Perform risk assessments to understand what the impact, as well as the likelihood of FUTURE events, will be, and take risk attitude accordingly. The future is uncertain and no amount of quantitative analysis can accurately predict what harm or opportunity lies ahead. Generally, there are two types of risks: negative (loss of value, money, and business) & positive (opportunity to make money, expand the business, and create value). Some risks can be quantifiable; some can only be approximated, which is not good enough and the main reason why management may choose to forego mitigating such a risk. 

Risk Attitude is a critical element in collecting, analyzing, synthesizing information to ‘influence’ decisions. Businesses have to acknowledge a level of subjectivity to determine risk appetite and risk tolerance in real life, and it varies depending on the organization's strategy, culture, and business orientation.
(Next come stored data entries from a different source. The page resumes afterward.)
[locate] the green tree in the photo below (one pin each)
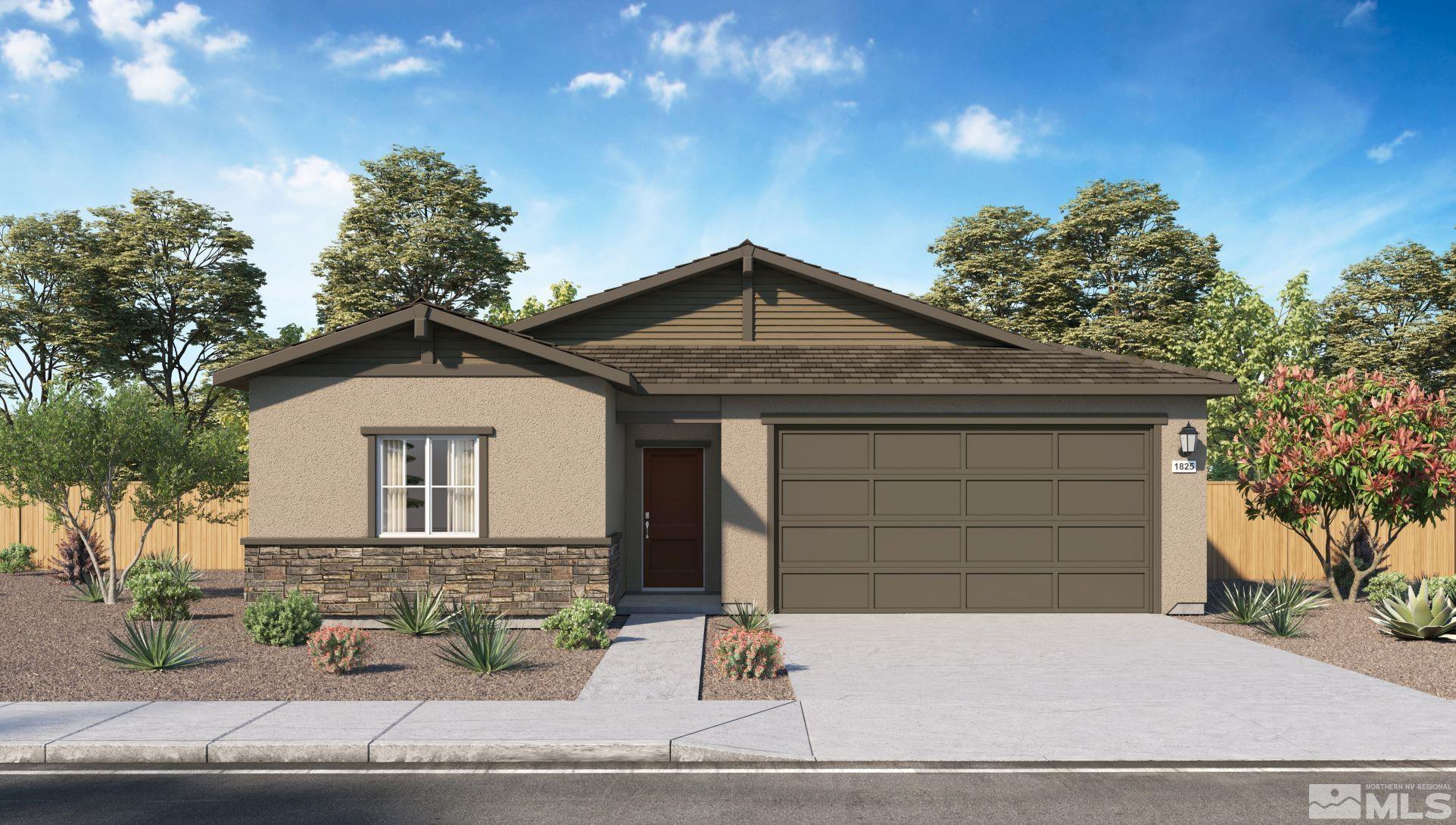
(1115, 272)
(1395, 312)
(85, 453)
(41, 260)
(561, 293)
(419, 229)
(170, 297)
To quantify risk is one of the most challenging aspects of risk management and the risk manager's job is to collect and collate information to 'influence' that decision. The qualitative and quantitative analysis will complement each other, the method and kind of information to quantify risks really depend on what the risk is about, so 'risk attitude' is a critical element in orchestrating information, to make a touch upon systematic risk management approaches. 
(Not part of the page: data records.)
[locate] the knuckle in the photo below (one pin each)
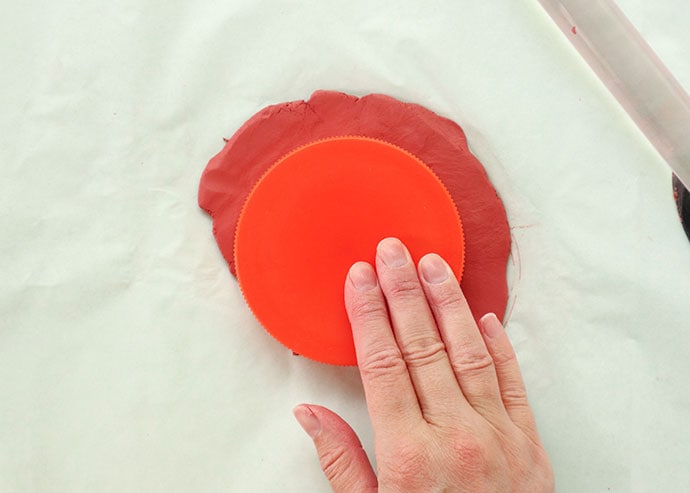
(515, 397)
(404, 289)
(505, 357)
(471, 454)
(473, 362)
(382, 362)
(364, 310)
(448, 299)
(335, 462)
(423, 351)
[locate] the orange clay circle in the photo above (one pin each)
(317, 211)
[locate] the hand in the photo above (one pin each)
(447, 401)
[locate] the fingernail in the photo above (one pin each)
(307, 420)
(434, 269)
(362, 276)
(490, 325)
(392, 252)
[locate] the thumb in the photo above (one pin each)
(340, 452)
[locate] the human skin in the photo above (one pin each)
(445, 396)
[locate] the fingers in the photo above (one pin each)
(390, 396)
(340, 452)
(472, 364)
(512, 386)
(415, 331)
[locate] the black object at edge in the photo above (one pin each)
(683, 202)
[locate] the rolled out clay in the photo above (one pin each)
(439, 142)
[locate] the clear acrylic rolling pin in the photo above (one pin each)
(633, 73)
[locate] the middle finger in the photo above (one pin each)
(416, 333)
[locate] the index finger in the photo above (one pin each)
(389, 392)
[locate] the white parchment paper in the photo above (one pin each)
(128, 360)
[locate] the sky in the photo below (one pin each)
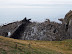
(37, 10)
(30, 3)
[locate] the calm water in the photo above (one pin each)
(39, 14)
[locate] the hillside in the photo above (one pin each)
(14, 46)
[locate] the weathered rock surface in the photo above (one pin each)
(40, 31)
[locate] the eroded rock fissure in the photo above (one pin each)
(47, 30)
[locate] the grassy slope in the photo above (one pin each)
(13, 46)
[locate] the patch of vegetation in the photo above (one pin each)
(14, 46)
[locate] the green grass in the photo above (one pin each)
(14, 46)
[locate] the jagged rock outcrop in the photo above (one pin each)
(47, 30)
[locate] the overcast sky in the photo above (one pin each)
(30, 3)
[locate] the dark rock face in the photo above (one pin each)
(18, 32)
(47, 30)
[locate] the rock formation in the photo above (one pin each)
(47, 30)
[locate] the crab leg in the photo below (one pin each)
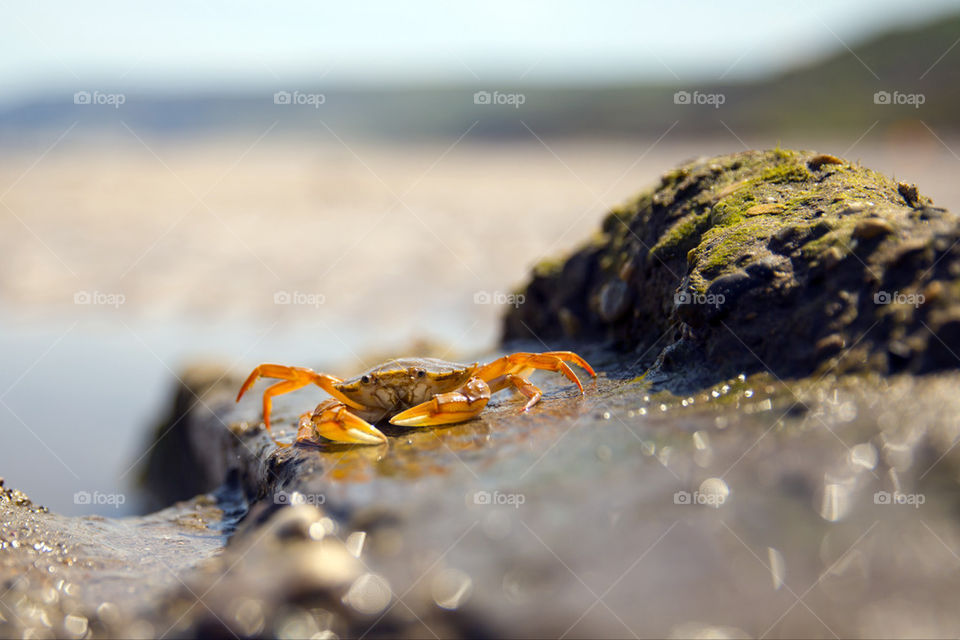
(520, 363)
(447, 408)
(294, 378)
(521, 384)
(332, 420)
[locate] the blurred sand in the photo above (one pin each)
(394, 240)
(82, 384)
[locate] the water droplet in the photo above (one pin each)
(836, 502)
(863, 455)
(75, 625)
(714, 491)
(108, 613)
(451, 588)
(317, 530)
(701, 439)
(369, 594)
(354, 543)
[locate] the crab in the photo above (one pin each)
(408, 392)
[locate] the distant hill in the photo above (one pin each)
(836, 93)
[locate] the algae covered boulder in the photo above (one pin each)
(781, 260)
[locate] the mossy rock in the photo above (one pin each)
(787, 260)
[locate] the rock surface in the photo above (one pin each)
(763, 260)
(749, 508)
(655, 505)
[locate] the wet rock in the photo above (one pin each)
(655, 502)
(803, 247)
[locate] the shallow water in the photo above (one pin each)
(81, 385)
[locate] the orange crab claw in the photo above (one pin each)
(447, 408)
(333, 421)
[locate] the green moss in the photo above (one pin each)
(683, 233)
(721, 246)
(839, 237)
(730, 210)
(786, 172)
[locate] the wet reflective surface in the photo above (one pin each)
(751, 508)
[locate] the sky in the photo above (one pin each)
(200, 46)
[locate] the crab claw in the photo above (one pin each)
(447, 408)
(333, 421)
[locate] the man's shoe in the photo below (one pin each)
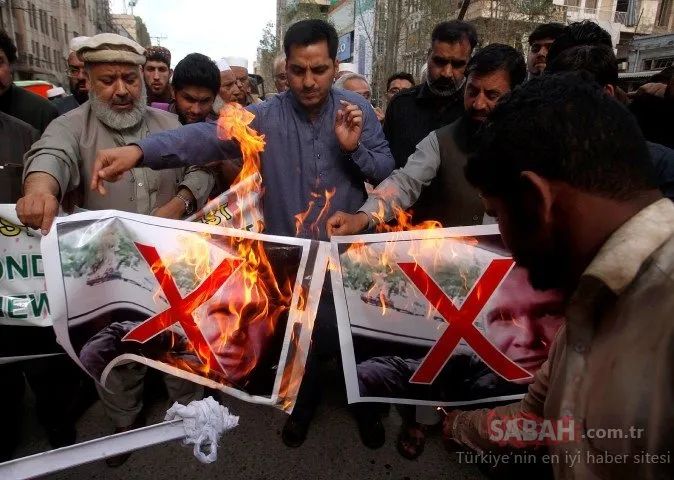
(61, 436)
(294, 432)
(372, 432)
Risk Attitude shall meet 'prioritization and escalation criteria'. The purpose of assessing risk against consequence criteria is to determine what risk must be managed, and who needs to be involved in that management. At certain risk severity levels, the risk must be managed but corporate management does not want to get involved. At other levels, the corporate management wants to specifically know what is being done to manage the risk. This removes the 'acceptability' of any deviation from the target. Defining risks this way enables corporate management to define what degree of consequence (assuming the risk is highly likely to occur) does corporate management need to be informed about (escalation) and what degree of consequence from a single event do they believe is the threshold that requires their management to divert some of their time from other business activities, to the management of this specific risk, but they don’t want to be informed about (prioritization). 
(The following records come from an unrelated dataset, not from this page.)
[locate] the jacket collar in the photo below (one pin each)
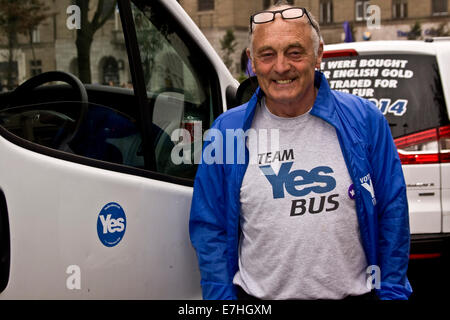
(322, 108)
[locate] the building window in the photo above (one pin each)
(35, 67)
(35, 36)
(439, 7)
(361, 10)
(399, 9)
(205, 5)
(326, 11)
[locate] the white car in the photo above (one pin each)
(89, 207)
(409, 81)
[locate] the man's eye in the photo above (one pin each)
(295, 54)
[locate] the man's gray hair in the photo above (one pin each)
(315, 33)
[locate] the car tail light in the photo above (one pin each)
(340, 53)
(429, 146)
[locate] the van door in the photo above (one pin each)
(93, 217)
(408, 91)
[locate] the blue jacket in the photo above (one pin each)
(368, 148)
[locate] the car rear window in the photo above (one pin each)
(405, 87)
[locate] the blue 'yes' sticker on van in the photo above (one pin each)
(111, 224)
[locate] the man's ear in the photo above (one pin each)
(319, 56)
(249, 56)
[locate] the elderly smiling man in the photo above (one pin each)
(327, 221)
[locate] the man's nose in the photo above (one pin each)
(281, 64)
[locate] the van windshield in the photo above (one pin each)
(405, 87)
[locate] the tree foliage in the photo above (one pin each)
(85, 35)
(19, 17)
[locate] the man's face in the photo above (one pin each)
(284, 60)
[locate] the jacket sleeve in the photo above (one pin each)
(208, 232)
(393, 216)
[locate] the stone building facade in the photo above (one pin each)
(53, 47)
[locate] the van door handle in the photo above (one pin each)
(426, 194)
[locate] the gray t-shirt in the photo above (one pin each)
(300, 235)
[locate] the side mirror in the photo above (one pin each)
(246, 90)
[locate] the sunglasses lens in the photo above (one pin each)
(262, 17)
(293, 13)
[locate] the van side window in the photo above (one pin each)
(181, 86)
(49, 115)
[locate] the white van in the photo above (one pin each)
(409, 81)
(89, 207)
Risk attitude of the company is also dependent on varying factors: 1). Business nature, 2). What are the history risks lesson being learned 3). What are the predictable facts base on history, current status quo and risks clue? Technically, It's kind of risk model needs to be built for consideration. Further, the organization is not always the one paying for the risk. Stakeholders ranging from investors to customers, to ordinary citizens, to peer companies might all benefit or suffer from the Risk Attitude of a company. If the company's risks have victims outside the organization, the organization will have less control over the consequences. One thing they better have is data backing up their decisions. The board ultimately is accountable for the policies and their requirements

The proper measure of risk management needs to be considered. Risk Attitude is just the starting point for the enterprise to further their attention in the risks they have tolerated, and the appropriate measure will be then considered with the cost in terms labor, finance etc of the measure, though there are relatively few opportunities to really measure quantifiable risk in a consistent and meaningful way. 

From risk appetite to risk attitude, better take the positive and proactive approach, not negative or reactive,  to make risk management more practical and less emotional, and risk management professional shall continue to brainstorm & experiment the best and next practices and drive risk management maturity.